When it comes to achieving diversity on staff, O’Bryan says it can’t just be about wanting to be diverse one day. He explains that the first minority person you have on your team is the pioneer who doesn’t mind taking the risk, but if they don’t have a really good experience at your company, you’re not going to get that second person.

“You have to invite people that you want,” O’Bryan says. “You don’t just say, ‘Well, I don’t know why they don’t apply.’ You actually have to create an inviting culture.”

Photo: Limbwalker

Around 25 percent of Limbwalker’s staff are female and O’Bryan has worked hard to make sure his company is inviting and doesn’t make it more difficult for female employees to feel like they belong. He also holds harassment training to identify toxic behaviors that are not tolerated.

Every morning the company does a two-minute ‘grounding in.’

“I don’t call it a meditation because sometimes people have issues with that,” O’Bryan says. “We call it a grounding in and it’s basically two minutes. You don’t have to shut your eyes, but you can’t talk, you can’t be on your cell phone, and you can’t bother anyone else for two minutes.”

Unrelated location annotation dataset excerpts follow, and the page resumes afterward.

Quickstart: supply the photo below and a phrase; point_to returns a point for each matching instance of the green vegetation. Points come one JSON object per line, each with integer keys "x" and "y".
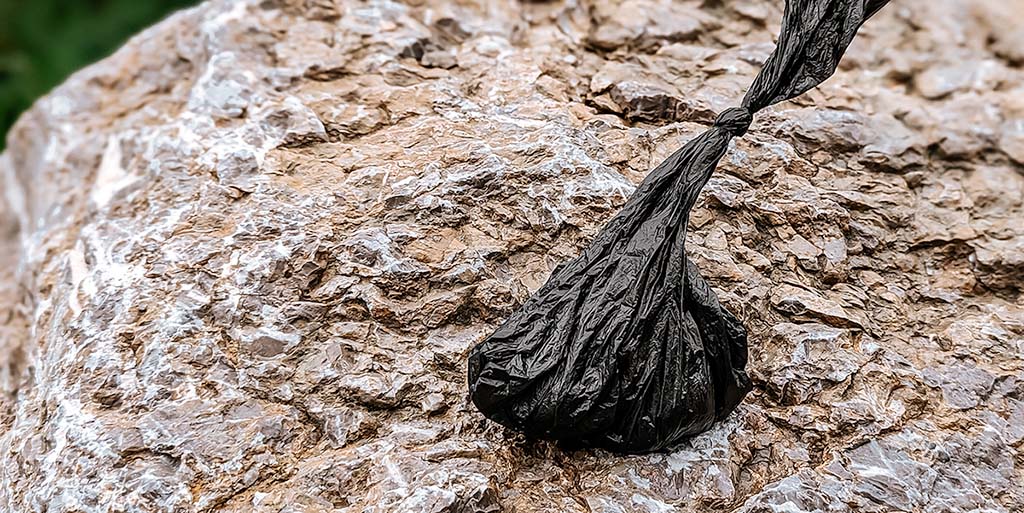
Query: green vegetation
{"x": 43, "y": 41}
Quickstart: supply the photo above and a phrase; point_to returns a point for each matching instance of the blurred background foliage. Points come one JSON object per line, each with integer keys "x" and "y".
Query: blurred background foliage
{"x": 44, "y": 41}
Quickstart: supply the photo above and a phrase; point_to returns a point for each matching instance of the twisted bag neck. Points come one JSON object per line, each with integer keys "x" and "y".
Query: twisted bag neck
{"x": 734, "y": 120}
{"x": 627, "y": 346}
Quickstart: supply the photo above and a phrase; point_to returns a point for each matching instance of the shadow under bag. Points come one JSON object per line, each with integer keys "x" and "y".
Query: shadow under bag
{"x": 627, "y": 347}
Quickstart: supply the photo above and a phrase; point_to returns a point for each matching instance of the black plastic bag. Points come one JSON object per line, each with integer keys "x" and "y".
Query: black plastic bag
{"x": 627, "y": 347}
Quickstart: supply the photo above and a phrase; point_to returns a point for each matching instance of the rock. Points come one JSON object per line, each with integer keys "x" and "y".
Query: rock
{"x": 1012, "y": 139}
{"x": 243, "y": 259}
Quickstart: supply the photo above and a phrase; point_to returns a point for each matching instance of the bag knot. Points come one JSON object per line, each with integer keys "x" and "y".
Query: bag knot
{"x": 734, "y": 120}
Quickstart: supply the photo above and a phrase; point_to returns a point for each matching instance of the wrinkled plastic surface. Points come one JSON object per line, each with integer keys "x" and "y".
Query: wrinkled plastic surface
{"x": 627, "y": 347}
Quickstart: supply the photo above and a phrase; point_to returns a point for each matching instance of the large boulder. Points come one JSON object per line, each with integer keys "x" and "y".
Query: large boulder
{"x": 244, "y": 258}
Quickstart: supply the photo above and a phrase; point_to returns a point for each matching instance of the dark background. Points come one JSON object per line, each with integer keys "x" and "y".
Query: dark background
{"x": 43, "y": 41}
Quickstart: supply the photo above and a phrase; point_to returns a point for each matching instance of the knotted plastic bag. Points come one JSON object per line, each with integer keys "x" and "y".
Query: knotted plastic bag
{"x": 627, "y": 347}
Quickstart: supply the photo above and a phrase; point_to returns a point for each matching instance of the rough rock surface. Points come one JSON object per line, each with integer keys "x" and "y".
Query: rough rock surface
{"x": 243, "y": 259}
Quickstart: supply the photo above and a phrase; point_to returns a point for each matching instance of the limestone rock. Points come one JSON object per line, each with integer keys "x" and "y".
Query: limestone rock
{"x": 243, "y": 259}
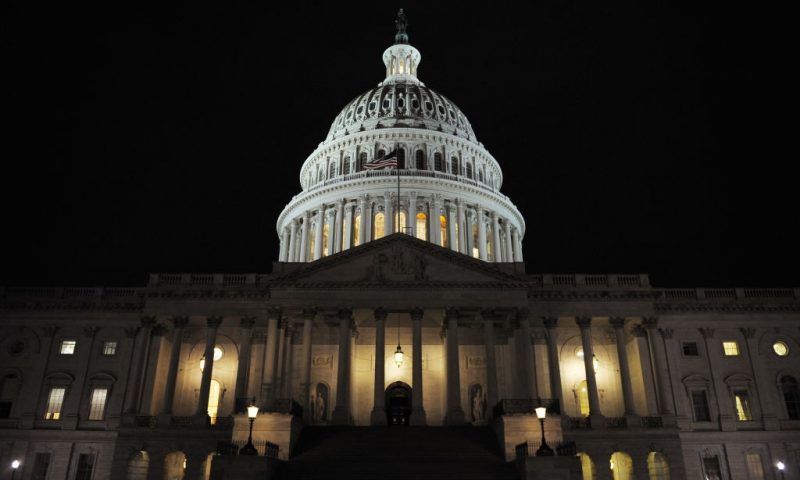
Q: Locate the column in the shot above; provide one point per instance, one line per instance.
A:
(337, 231)
(481, 234)
(627, 388)
(411, 217)
(288, 391)
(378, 416)
(665, 405)
(303, 255)
(525, 358)
(179, 323)
(213, 324)
(517, 245)
(365, 231)
(508, 252)
(305, 384)
(341, 414)
(418, 416)
(452, 233)
(497, 249)
(138, 365)
(462, 227)
(318, 232)
(347, 237)
(454, 414)
(270, 353)
(243, 369)
(585, 324)
(553, 365)
(491, 361)
(292, 241)
(388, 214)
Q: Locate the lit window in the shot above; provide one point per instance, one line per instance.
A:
(780, 348)
(730, 348)
(109, 348)
(68, 347)
(54, 401)
(98, 404)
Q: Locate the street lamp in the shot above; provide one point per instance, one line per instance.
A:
(252, 413)
(544, 449)
(780, 465)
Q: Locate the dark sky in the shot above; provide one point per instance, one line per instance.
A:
(633, 138)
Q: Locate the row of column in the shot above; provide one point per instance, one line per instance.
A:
(504, 239)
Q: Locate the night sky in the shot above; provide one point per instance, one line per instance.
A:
(633, 138)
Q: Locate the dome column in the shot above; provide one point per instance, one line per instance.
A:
(302, 256)
(318, 232)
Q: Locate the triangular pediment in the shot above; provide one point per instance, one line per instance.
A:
(397, 258)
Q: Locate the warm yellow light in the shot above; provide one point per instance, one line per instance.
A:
(399, 356)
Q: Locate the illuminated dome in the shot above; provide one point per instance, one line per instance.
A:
(449, 183)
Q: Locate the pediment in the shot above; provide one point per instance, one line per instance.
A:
(398, 258)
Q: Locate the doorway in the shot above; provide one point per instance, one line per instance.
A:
(398, 404)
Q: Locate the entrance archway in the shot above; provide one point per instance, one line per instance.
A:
(398, 403)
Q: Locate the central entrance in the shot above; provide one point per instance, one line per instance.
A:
(398, 403)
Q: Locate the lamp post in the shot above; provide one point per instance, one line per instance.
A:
(544, 449)
(780, 465)
(252, 413)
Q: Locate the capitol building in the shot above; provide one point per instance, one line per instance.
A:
(399, 310)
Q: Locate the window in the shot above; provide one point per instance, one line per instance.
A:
(85, 467)
(40, 465)
(54, 401)
(68, 347)
(755, 469)
(109, 348)
(98, 403)
(711, 468)
(742, 399)
(730, 348)
(791, 397)
(690, 349)
(700, 406)
(780, 348)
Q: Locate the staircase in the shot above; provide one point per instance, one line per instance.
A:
(401, 453)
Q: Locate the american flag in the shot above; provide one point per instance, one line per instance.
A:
(387, 161)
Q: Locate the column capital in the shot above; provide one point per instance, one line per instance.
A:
(180, 322)
(583, 322)
(247, 321)
(617, 322)
(550, 322)
(214, 322)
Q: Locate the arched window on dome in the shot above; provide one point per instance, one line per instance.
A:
(422, 226)
(379, 226)
(438, 165)
(420, 160)
(791, 397)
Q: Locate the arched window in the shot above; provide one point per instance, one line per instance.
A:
(587, 466)
(437, 162)
(791, 397)
(380, 224)
(420, 160)
(621, 465)
(422, 226)
(657, 466)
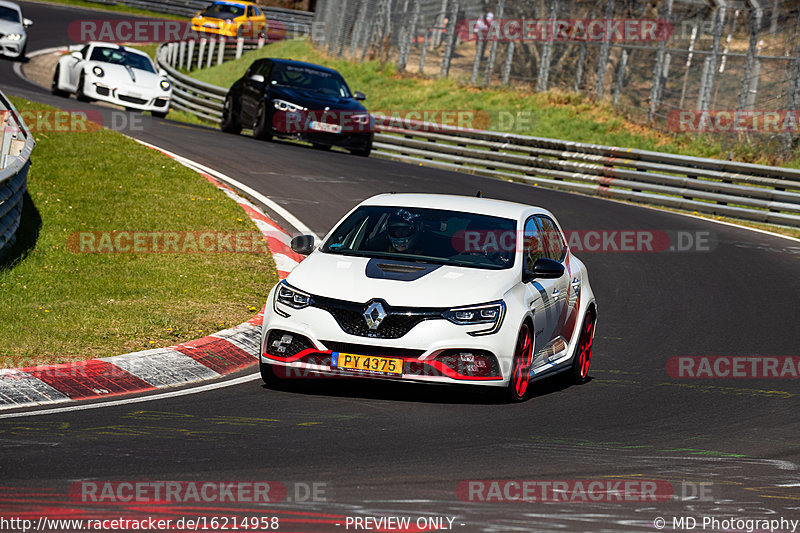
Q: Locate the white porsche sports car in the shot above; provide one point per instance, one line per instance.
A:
(433, 288)
(13, 34)
(115, 74)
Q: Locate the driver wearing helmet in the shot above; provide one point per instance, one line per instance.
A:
(405, 233)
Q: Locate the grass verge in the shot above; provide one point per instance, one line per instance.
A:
(61, 305)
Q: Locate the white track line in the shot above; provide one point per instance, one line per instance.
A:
(138, 399)
(271, 204)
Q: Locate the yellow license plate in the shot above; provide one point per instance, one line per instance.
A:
(367, 363)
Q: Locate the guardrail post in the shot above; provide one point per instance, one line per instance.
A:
(451, 40)
(181, 54)
(190, 55)
(487, 75)
(542, 77)
(201, 52)
(221, 51)
(211, 47)
(756, 17)
(509, 62)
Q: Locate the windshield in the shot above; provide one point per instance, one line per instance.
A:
(11, 15)
(223, 11)
(426, 235)
(311, 79)
(118, 56)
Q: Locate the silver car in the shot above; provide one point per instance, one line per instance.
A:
(13, 26)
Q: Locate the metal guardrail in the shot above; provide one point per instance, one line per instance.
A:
(746, 191)
(16, 145)
(298, 21)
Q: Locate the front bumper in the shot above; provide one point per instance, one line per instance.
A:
(433, 351)
(128, 96)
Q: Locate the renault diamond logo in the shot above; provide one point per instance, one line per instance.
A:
(374, 315)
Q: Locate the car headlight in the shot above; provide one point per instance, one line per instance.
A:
(291, 297)
(283, 105)
(491, 314)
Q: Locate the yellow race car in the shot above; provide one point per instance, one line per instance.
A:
(232, 19)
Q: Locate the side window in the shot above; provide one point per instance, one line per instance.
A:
(533, 247)
(553, 240)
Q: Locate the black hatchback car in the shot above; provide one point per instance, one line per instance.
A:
(292, 99)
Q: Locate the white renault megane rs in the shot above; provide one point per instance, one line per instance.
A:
(433, 288)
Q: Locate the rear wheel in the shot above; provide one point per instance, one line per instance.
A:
(54, 86)
(229, 122)
(579, 372)
(261, 129)
(517, 389)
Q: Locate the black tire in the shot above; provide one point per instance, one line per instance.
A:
(519, 382)
(229, 122)
(79, 94)
(261, 128)
(54, 85)
(268, 375)
(582, 358)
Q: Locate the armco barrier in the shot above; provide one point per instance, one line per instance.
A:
(746, 191)
(16, 145)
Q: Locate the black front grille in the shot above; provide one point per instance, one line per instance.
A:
(363, 349)
(132, 100)
(398, 321)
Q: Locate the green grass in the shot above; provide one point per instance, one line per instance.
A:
(113, 8)
(553, 114)
(60, 305)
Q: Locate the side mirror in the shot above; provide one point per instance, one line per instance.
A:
(303, 245)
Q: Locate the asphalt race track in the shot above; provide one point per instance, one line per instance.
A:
(728, 447)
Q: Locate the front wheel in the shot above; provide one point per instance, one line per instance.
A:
(579, 372)
(261, 129)
(517, 389)
(80, 94)
(229, 122)
(55, 86)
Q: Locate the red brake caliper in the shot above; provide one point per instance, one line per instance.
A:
(586, 349)
(523, 364)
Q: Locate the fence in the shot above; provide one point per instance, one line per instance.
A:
(741, 190)
(16, 145)
(710, 55)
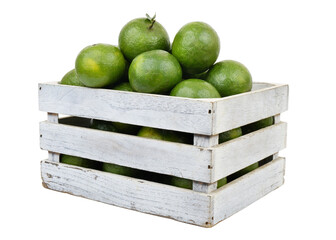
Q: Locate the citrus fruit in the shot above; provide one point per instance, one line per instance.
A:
(156, 71)
(196, 46)
(123, 127)
(77, 161)
(202, 75)
(243, 171)
(100, 65)
(70, 78)
(258, 125)
(229, 78)
(248, 169)
(221, 182)
(117, 169)
(124, 86)
(229, 135)
(165, 135)
(181, 182)
(103, 125)
(142, 35)
(195, 88)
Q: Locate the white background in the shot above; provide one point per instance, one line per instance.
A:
(290, 42)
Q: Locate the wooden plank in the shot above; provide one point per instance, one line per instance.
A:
(276, 120)
(205, 141)
(166, 112)
(241, 152)
(243, 191)
(181, 160)
(52, 156)
(238, 110)
(140, 195)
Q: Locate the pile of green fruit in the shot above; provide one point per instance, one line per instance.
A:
(146, 61)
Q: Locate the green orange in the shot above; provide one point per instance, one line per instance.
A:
(196, 46)
(195, 88)
(124, 86)
(221, 182)
(258, 125)
(230, 77)
(156, 71)
(103, 125)
(142, 35)
(229, 135)
(244, 171)
(181, 182)
(70, 78)
(100, 65)
(117, 169)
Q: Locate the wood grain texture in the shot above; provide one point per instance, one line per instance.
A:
(241, 152)
(238, 110)
(177, 203)
(245, 190)
(53, 156)
(205, 141)
(198, 116)
(181, 160)
(166, 112)
(144, 196)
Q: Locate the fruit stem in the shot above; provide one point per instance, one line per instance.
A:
(151, 19)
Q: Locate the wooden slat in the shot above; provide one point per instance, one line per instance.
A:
(140, 195)
(182, 160)
(239, 110)
(53, 156)
(205, 141)
(241, 152)
(166, 112)
(245, 190)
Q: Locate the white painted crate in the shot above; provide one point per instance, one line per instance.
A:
(205, 162)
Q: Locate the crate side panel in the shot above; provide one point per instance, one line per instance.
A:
(240, 193)
(170, 158)
(144, 196)
(180, 114)
(234, 155)
(239, 110)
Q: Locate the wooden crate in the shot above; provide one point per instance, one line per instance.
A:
(204, 163)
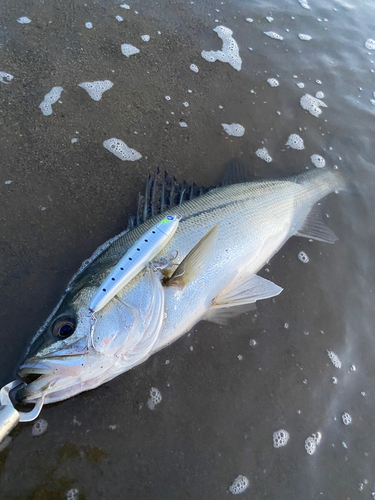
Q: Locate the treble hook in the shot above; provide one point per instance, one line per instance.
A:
(159, 266)
(92, 327)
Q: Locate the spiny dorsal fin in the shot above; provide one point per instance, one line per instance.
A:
(163, 191)
(196, 260)
(315, 228)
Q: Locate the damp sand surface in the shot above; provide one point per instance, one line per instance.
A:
(222, 397)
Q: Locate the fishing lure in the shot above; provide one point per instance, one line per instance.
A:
(135, 259)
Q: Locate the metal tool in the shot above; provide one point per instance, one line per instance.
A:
(135, 259)
(9, 416)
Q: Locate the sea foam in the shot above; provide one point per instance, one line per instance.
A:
(49, 99)
(96, 89)
(234, 129)
(121, 150)
(229, 52)
(5, 76)
(128, 50)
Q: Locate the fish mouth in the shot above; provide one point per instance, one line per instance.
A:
(46, 375)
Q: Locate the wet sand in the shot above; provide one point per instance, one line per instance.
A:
(218, 412)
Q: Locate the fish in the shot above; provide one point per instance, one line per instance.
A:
(206, 271)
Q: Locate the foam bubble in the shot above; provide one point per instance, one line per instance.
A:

After the grounding in, they offer gratitudes where staff shares what they’re grateful for. O’Bryan says this helps reframe the staff’s perspective and realize in the grand scheme of things, they’re having a pretty good day. They then share what they’re doing that day and name the clients they will be visiting. All of this typically takes about 15 minutes to complete. O’Bryan says he implemented grounding in when the pandemic hit as it was a good pattern interrupt for the company.

Limbwalker’s facility features climbing trees for training.
Photo: Limbwalker

“I’ve been with this company long enough to know that if you just say one day, ‘Hey, we’re going to change,’ a lot of times people are opposed to it,” O’Bryan says. “So, you have to take opportunities. So COVID provided this new opportunity.”

He had some pushback at first when he tried to introduce it, but after about three months, they got full compliance. Even the people opposed to it at first now respect it.

“It basically brings everyone to the same energetic level,” O’Bryan says. “Because sometimes people come in, they got an argument with their partner or they’re hyper cause they just drank a Red Bull. But once you ground in, it’s like everyone’s there to listen. That’s mostly what you want them to do is listen, take turns and respect one another.”

Jill Odom

Jill Odom is the senior content manager for NALP.